Il pm di Crotone Pierpaolo Bruni ha infatti scoperto un fatto strano: Enrico Grazioli, maggiore dei Carabinieri, sul quale si stava indagando per rivelazione del segreto istruttorio e favoreggiamento, sapeva di essere intercettato. Il sospetto ricade proprio su Cirafici che - afferma la Procura di Crotone - “è responsabile dell’organizzazione, gestione e adempimento (…) delle richieste di intercettazioni telefoniche, di informazioni e ogni altra prestazione obbligatoria richiesta dall’Autorità Giudiziaria e dalle forze dell’ordine”. Cirafici avrebbe dunque potuto manomettere e creare buchi all’interno delle inchieste di tutta Italia. Ed è lo stesso Grazioli a rivelarlo durante l’interrogatorio, ammettendo di temere per la propria “incolumità personale”.
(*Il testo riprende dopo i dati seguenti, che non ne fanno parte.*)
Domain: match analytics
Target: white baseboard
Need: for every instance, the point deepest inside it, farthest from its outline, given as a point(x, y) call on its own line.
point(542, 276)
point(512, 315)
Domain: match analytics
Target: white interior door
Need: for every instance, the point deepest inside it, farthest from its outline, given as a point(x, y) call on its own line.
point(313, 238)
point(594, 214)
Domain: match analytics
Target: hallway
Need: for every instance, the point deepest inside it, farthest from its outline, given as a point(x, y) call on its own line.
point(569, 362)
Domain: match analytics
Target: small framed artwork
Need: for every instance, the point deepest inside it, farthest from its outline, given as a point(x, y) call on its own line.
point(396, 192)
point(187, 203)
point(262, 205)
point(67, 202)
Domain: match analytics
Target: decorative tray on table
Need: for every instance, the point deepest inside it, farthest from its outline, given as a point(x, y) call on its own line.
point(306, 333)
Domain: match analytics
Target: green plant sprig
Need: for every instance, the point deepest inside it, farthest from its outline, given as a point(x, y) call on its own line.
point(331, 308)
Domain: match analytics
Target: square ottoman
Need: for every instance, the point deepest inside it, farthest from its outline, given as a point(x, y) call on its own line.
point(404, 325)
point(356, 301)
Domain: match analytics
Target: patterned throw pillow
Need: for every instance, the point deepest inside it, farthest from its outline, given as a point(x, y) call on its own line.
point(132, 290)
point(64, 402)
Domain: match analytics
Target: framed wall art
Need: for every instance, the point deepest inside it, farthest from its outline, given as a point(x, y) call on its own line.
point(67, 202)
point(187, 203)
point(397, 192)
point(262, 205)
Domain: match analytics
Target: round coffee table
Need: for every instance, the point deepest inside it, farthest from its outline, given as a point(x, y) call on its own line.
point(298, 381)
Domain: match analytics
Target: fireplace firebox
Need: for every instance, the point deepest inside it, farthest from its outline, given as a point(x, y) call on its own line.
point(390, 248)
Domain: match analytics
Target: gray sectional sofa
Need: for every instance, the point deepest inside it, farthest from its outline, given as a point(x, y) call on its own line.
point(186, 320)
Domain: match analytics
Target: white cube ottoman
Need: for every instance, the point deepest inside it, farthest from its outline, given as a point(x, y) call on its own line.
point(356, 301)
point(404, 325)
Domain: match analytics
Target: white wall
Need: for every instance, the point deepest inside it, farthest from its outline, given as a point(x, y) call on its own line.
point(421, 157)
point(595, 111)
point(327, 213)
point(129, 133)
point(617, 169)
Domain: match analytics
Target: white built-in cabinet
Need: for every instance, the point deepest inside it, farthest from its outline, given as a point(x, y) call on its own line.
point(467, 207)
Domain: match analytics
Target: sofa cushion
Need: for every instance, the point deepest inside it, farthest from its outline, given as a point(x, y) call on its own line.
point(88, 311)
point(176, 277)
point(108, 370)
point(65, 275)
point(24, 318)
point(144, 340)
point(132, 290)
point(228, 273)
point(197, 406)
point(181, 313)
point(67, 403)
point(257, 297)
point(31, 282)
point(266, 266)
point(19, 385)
Cirafici aveva, in ragione del suo ruolo presso la Wind, “la disponibilità di schede telefoniche Wind non intestate e non riconducibili ad alcuno: erano quindi delle schede coperte - afferma Grazioli - pertanto di pressoché impossibile riconducibilità a un soggetto, qualora fosse stata inoltrata specifica richiesta di intestatario da parte dell’Autorità Giudiziaria”. Grazioli continua, aggiungendo elementi sempre più preoccupanti: “Le schede Wind erano state da lui consegnate per l’uso anche a soggetti ricoprenti ruoli istituzionali di primo piano. Quindi, temeva che, con gli accertamenti curati dal consulente Genchi, si potessero svelare e far emergere tali gravi circostanze e le sue relative responsabilità”. “Era chiaro che Cirafici avesse paura di quello che Genchi poteva fare sul suo conto e sul conto di altri che evidentemente erano a lui collegati”.
La situazione del capo della sicurezza Wind è, dunque, sempre più complicata. Inizialmente indagato per aver rivelato, proprio al maggiore Grazioli, che era sottoposto ad intercettazione, con le nuove dichiarazioni dello stesso maggiore si potrebbero aprire nuovi filoni di indagine. Il pm crotonese Bruni s’imbatté in Cirafici durante alcune indagini su Grazioli. Il telefono del maggiore dell’Arma era intercettato e, tra i numeri intercettati, vi era un’utenza Wind. Il pm si rivolse quindi alla Wind, richiedendo a chi fosse intestato quel numero. La risposta della compagnia telefonica fu sconcertante: “Numero disattivo”.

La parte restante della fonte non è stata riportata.